Why the heck CAN'T we change the blocksize?

Here is the bugreport.zip

Thanks. That might be relevant. Maybe this issue only happens on messier situations than a straight run?
We’ll probably have some evidence for or against that on future runs, which likely will have fewer hiccups.

Also thanks for that bug report. I’ll have a look (which may or may not solve, but there’s actually a theory).

I’ll post some technical notes as I explore. I’m kind of wondering if the Temporary file from second backup caused your 1 value at the end of the third then hid its Deleting State evidence due to transaction rollback.

When a database-using program ends cleanly, it does a commit to write a consistent transaction into DB.
When it doesn’t (perhaps here), it doesn’t want to write half-done changes, so next open rolls them back.

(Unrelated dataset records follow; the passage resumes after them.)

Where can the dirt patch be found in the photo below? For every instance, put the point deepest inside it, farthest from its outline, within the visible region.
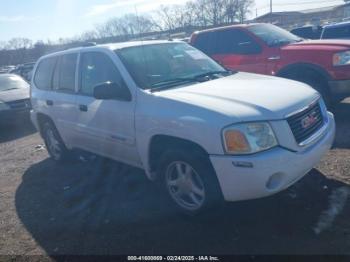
(102, 207)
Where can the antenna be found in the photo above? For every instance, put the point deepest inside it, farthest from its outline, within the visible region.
(142, 45)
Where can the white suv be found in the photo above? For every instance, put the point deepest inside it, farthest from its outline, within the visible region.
(208, 134)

2021-10-02 08:10:09 -04 - [Profiling-Timer.Finished-Duplicati.Library.Main.Database.ExtensionMethods-ExecuteNonQuery]: ExecuteNonQuery: UPDATE “RemoteVolume” SET “State” = “Deleting” WHERE “Type” = “Files” AND “State” IN (“Uploaded”, “Verified”, “Temporary”) AND “ID” NOT IN (SELECT “VolumeID” FROM “Fileset”) took 0:00:00:06.171

Being Temporary would pass the first part of above, and VolumeID is not in Fileset which has only the first and third backups, so that passes the second, so the number of updated rows winds up as 1 as you saw.

image

The Temporary state did not always allow a row UPDATE, but this was added in the “Stop now” fix here.
The general issue goes way back. I’m not saying this is the only case, but we might have a lead on one.
Possibly your log will come in handy again, if we need to figure out how things failed when /tmp filled up.

Thanks for the info!

I guess my main question right now is: should I start a raw create-from-backup? Or wait?

Tried it, and:

Start 2021-10-04 05:38:25 
End 2021-10-04 06:10:12 
Duration 00:31:47 

That’s definitely fast enough. This is at 50M blocksize.

Before I move on to 10M I need to wipe the backup to start over. I have a lot of disk but not infinite :wink: I’ll make a bug report of the restore-only task just to preserve the database.
Anything else?

What’s a raw create-from-backup, and what’s a restore-only task? Does the latter mean post-recreate?

It’s a little unpredictable what will be handy later. Save performance metrics that were mentioned earlier.
I’m not sure how useful databases will be for performance exam. SQL timings are in the profiling logs…
Those get large but probably compress very well. Possibly the slowest SQL will vary with the blocksize.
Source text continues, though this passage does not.